In een wereld vol academische vaardigheden is het fijn dat er af en toe een vak voorbij komt waar je lekker je therapeutische tanden in kunt zetten. Tijdens de masterspecialisatie Klinische psychologie komen de echte psychologievakken aan bod. Geen cijfers en statistiek meer, maar luisteren, empathie en het belangrijkste van alles: persoonlijke groei.

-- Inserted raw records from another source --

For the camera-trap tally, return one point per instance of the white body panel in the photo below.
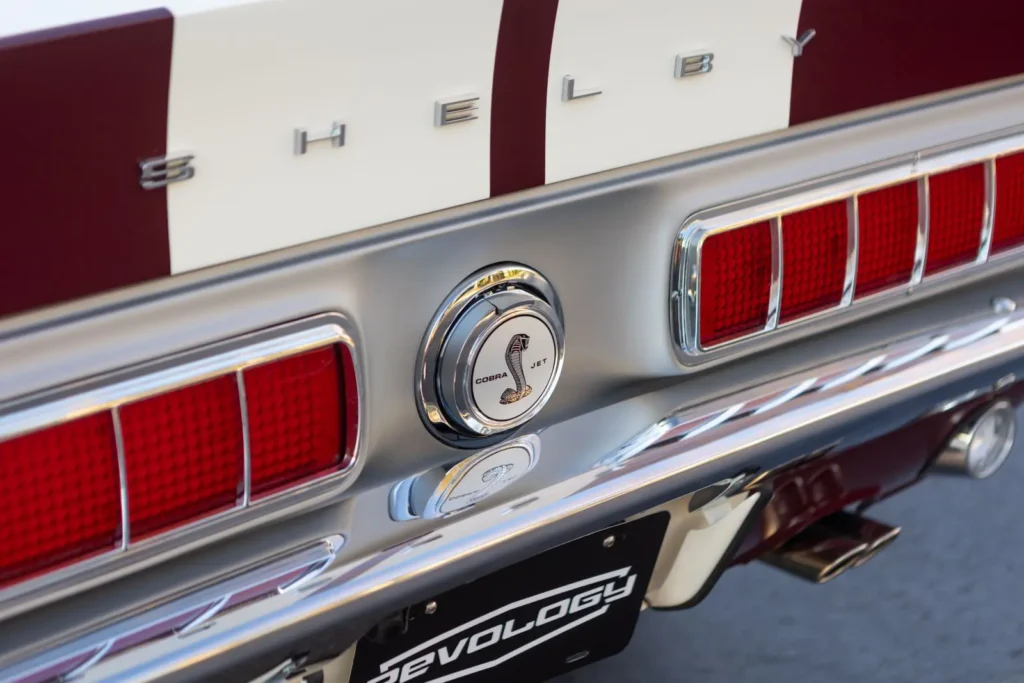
(244, 78)
(628, 50)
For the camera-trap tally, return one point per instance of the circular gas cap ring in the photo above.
(492, 355)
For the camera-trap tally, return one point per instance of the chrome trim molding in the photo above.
(685, 287)
(988, 222)
(180, 619)
(247, 463)
(113, 390)
(852, 250)
(753, 431)
(119, 443)
(924, 229)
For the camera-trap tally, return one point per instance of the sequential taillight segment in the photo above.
(735, 278)
(853, 247)
(1009, 223)
(183, 454)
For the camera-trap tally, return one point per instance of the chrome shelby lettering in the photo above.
(584, 600)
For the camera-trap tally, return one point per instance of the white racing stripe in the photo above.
(628, 50)
(245, 77)
(247, 73)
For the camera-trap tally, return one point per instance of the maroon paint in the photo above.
(869, 52)
(519, 99)
(82, 105)
(865, 473)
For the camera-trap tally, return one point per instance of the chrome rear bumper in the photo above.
(266, 612)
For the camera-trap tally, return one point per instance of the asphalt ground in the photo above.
(944, 603)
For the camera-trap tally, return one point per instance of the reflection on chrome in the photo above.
(688, 424)
(689, 450)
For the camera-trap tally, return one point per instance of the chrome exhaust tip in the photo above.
(817, 554)
(875, 534)
(830, 546)
(981, 443)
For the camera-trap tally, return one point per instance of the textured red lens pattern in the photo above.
(814, 251)
(60, 496)
(735, 279)
(1009, 228)
(956, 205)
(295, 418)
(183, 455)
(888, 238)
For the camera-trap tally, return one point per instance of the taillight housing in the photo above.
(788, 259)
(194, 441)
(59, 498)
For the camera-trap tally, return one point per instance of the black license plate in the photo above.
(559, 610)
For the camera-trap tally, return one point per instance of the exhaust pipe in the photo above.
(830, 546)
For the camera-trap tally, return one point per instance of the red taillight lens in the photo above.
(888, 238)
(814, 254)
(296, 420)
(956, 209)
(1009, 228)
(734, 283)
(183, 455)
(59, 496)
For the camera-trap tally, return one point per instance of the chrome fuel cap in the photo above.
(492, 356)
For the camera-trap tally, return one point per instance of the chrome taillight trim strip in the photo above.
(852, 250)
(247, 462)
(119, 443)
(924, 230)
(115, 389)
(685, 287)
(988, 222)
(775, 288)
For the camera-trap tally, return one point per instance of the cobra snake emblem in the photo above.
(513, 358)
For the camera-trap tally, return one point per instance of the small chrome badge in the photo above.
(456, 110)
(162, 171)
(513, 358)
(570, 92)
(693, 65)
(446, 491)
(336, 134)
(798, 44)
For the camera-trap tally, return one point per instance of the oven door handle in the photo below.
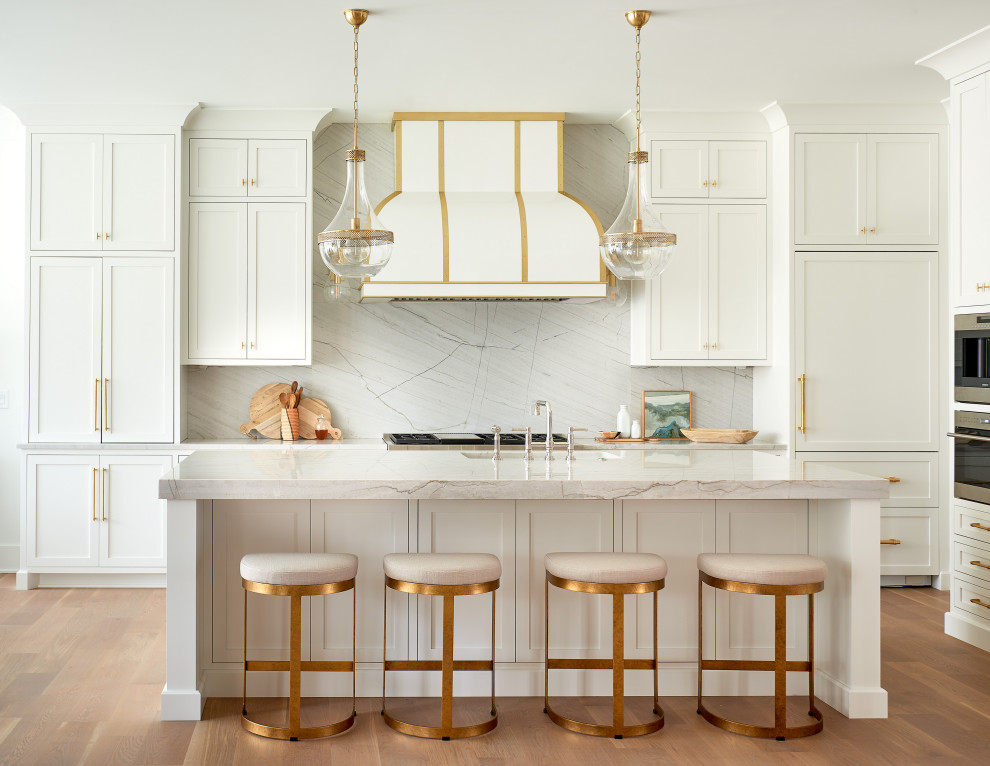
(955, 435)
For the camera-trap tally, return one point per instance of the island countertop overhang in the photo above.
(381, 475)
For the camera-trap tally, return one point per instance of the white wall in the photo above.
(13, 331)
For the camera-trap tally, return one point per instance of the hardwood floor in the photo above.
(81, 672)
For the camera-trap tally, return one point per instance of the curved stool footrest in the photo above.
(285, 732)
(438, 732)
(599, 730)
(764, 732)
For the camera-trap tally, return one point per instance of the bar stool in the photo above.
(447, 575)
(617, 574)
(296, 575)
(777, 575)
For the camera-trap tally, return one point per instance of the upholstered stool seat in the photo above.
(617, 574)
(296, 575)
(780, 576)
(447, 575)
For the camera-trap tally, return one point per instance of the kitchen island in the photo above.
(677, 503)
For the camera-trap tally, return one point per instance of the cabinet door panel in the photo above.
(63, 498)
(277, 168)
(737, 300)
(475, 526)
(66, 384)
(677, 530)
(132, 517)
(970, 185)
(254, 526)
(369, 529)
(679, 168)
(66, 191)
(277, 308)
(902, 184)
(738, 169)
(217, 280)
(138, 349)
(217, 167)
(829, 189)
(581, 623)
(865, 338)
(678, 314)
(139, 193)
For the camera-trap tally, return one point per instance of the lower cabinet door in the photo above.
(744, 622)
(580, 623)
(369, 529)
(254, 526)
(473, 526)
(132, 517)
(677, 530)
(63, 507)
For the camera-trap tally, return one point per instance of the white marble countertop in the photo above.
(377, 474)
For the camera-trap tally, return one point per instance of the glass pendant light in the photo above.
(355, 244)
(637, 246)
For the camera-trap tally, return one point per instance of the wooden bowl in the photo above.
(718, 435)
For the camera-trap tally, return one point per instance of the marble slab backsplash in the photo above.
(459, 366)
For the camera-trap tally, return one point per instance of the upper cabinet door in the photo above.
(66, 393)
(139, 197)
(217, 167)
(829, 189)
(738, 169)
(277, 168)
(278, 315)
(217, 281)
(679, 168)
(737, 302)
(970, 185)
(902, 189)
(138, 343)
(66, 191)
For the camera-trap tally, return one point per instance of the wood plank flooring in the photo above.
(81, 672)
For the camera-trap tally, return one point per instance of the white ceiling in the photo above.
(574, 56)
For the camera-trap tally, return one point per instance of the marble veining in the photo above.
(401, 366)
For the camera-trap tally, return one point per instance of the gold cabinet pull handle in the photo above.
(802, 380)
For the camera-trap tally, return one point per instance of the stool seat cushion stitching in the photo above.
(764, 568)
(442, 568)
(606, 567)
(298, 568)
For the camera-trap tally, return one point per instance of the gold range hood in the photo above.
(480, 214)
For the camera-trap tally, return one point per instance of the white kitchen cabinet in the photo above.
(708, 169)
(710, 305)
(866, 351)
(369, 530)
(970, 185)
(89, 510)
(255, 526)
(102, 192)
(238, 167)
(475, 526)
(581, 624)
(248, 283)
(866, 189)
(101, 349)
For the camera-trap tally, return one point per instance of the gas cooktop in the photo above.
(513, 438)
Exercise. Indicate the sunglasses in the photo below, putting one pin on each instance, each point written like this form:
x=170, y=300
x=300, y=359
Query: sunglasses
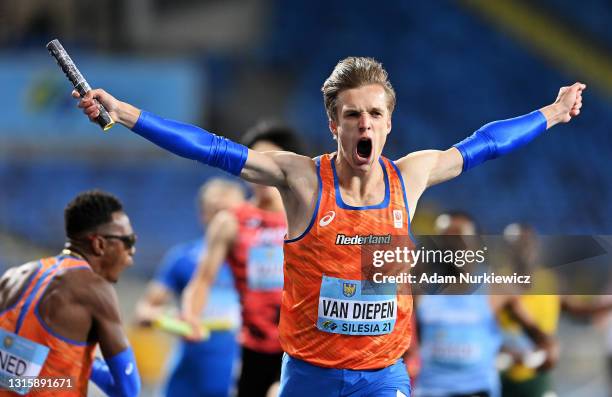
x=129, y=240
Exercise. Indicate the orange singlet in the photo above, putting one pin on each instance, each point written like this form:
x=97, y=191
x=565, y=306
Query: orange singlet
x=325, y=318
x=66, y=358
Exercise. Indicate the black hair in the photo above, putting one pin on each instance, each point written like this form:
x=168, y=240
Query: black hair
x=274, y=132
x=89, y=210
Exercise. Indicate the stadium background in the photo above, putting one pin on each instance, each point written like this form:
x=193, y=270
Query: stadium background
x=226, y=64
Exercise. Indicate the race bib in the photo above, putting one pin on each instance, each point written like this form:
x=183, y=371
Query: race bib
x=19, y=358
x=452, y=347
x=265, y=267
x=344, y=310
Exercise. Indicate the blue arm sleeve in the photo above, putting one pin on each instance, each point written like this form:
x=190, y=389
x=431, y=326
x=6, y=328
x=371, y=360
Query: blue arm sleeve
x=500, y=137
x=118, y=378
x=192, y=142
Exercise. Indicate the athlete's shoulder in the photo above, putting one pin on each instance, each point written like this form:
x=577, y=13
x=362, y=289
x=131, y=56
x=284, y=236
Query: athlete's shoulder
x=92, y=290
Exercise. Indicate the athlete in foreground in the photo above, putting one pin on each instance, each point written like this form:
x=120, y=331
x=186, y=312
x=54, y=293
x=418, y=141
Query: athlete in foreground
x=336, y=198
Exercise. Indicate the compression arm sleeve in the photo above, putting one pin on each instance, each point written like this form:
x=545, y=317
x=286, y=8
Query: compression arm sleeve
x=118, y=377
x=500, y=137
x=192, y=142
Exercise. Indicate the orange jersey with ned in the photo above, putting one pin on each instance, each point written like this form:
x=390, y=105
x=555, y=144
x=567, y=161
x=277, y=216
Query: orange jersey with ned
x=328, y=318
x=66, y=358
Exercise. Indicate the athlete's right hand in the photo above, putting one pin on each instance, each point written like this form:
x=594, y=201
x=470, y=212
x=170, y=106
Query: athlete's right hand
x=120, y=112
x=90, y=107
x=551, y=347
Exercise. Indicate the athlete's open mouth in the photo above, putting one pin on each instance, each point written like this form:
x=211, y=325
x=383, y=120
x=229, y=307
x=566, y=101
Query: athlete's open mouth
x=364, y=148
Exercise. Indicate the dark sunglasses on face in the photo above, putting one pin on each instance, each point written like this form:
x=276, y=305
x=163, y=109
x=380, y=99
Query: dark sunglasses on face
x=129, y=240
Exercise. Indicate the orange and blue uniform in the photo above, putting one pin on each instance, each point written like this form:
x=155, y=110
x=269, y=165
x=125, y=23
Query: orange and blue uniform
x=66, y=358
x=328, y=319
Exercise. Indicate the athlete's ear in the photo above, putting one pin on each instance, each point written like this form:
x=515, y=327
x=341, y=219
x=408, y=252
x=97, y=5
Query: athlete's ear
x=333, y=127
x=97, y=244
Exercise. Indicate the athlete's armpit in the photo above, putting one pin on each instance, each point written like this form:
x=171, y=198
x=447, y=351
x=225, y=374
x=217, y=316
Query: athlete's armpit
x=103, y=304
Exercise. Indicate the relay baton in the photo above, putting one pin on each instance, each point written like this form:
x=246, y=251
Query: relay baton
x=78, y=81
x=176, y=326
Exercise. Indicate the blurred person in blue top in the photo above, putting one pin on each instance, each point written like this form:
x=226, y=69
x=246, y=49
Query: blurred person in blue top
x=459, y=334
x=199, y=368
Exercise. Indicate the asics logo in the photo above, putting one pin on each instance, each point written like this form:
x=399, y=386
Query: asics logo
x=326, y=220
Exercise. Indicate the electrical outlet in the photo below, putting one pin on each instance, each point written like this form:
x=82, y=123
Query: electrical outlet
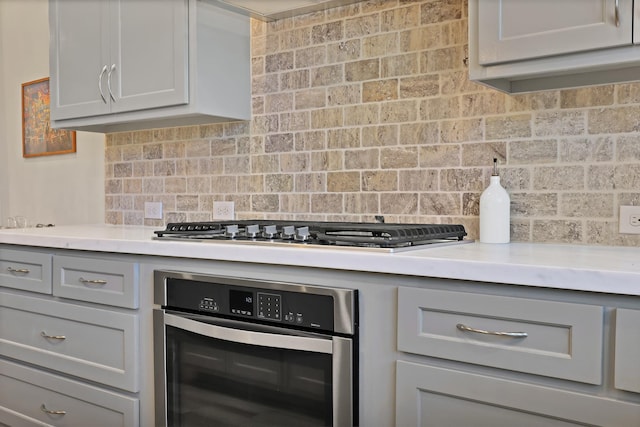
x=153, y=210
x=223, y=210
x=629, y=220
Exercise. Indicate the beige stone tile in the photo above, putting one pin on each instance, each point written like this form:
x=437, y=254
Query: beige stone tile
x=482, y=154
x=399, y=203
x=265, y=203
x=399, y=111
x=327, y=75
x=310, y=182
x=559, y=178
x=533, y=152
x=278, y=183
x=340, y=182
x=327, y=203
x=469, y=179
x=378, y=136
x=362, y=159
x=593, y=149
x=614, y=120
x=557, y=231
x=399, y=157
x=507, y=127
x=587, y=97
x=327, y=160
x=379, y=180
x=586, y=205
x=440, y=204
x=400, y=18
x=437, y=11
x=419, y=86
x=344, y=94
x=380, y=90
x=362, y=114
x=380, y=45
x=362, y=203
x=440, y=155
x=327, y=118
x=361, y=26
x=418, y=180
x=531, y=205
x=461, y=130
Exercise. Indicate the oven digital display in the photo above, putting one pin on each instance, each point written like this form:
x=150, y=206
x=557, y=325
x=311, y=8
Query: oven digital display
x=241, y=302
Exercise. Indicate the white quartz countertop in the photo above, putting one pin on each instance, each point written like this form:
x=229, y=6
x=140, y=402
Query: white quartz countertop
x=577, y=267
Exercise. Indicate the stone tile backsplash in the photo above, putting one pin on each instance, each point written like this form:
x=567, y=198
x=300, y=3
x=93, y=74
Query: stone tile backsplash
x=366, y=110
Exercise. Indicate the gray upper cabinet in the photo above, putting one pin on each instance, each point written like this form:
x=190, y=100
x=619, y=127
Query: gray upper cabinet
x=126, y=64
x=522, y=46
x=518, y=30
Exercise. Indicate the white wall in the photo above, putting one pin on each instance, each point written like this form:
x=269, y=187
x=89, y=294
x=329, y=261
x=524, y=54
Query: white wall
x=58, y=189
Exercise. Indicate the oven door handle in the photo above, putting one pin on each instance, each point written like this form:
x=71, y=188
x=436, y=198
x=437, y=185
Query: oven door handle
x=273, y=340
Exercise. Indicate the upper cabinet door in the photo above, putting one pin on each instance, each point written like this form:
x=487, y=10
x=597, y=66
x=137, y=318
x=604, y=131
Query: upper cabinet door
x=78, y=65
x=149, y=54
x=513, y=30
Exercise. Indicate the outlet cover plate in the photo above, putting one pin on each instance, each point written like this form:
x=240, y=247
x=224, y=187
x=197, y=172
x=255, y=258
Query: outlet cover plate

Zelfreflectie dus. Sommige mensen krijgen kriebels van dit woord, terwijl anderen oneindige groeimogelijkheden zien. Een tijd lang was ik een kriebelpersoon. Nadenken over je gevoel en jezelf bloot durven geven is best eng en jezelf analyseren kan ontzettend moeilijk zijn. Er is veel moed voor nodig om je te durven richten op de goede en slechte kanten van jezelf als therapeut. Dan heb ik het nog niet eens over reflectie op jezelf als mens. Fucking moeilijk.

Als je met mensen werkt, wat psychologen over het algemeen doen, dan ontkom je haast niet aan persoonlijke conflicten. Niet alleen met anderen, maar ook met jezelf. Psychologen zijn rare wezens, met het vele nadenken over wat emoties met ons doen. Voordat we patiënten dé vraag stellen (wat doet dat met je?), hebben we deze vraag al tientallen malen aan onszelf gesteld. Als het goed is leren we op deze manier meer over onszelf. Soms met de hulp van een ander en naarmate we meer ervaring krijgen kunnen we het iets beter zelfstandig doen. Voordat ik zelf zo ver ben is er nog een lange weg te gaan.

Van alle dingen die ik dit jaar ga doen is de reflectie misschien wel het moeilijkst. Twee jaar geleden heb ik het voor het laatst gedaan, dus de skills zijn wat vastgeroest. Er is maar een manier om daar mee om te gaan. Zoals de beroemde filosoof Nike ooit zei: just do it. Dwars door de pijnlijke punten en onzekerheid. Het begin is moeilijk, maar uiteindelijk leer je daar het meeste van. Dat is wat reflectie kan betekenen voor een beginnend psycholoog.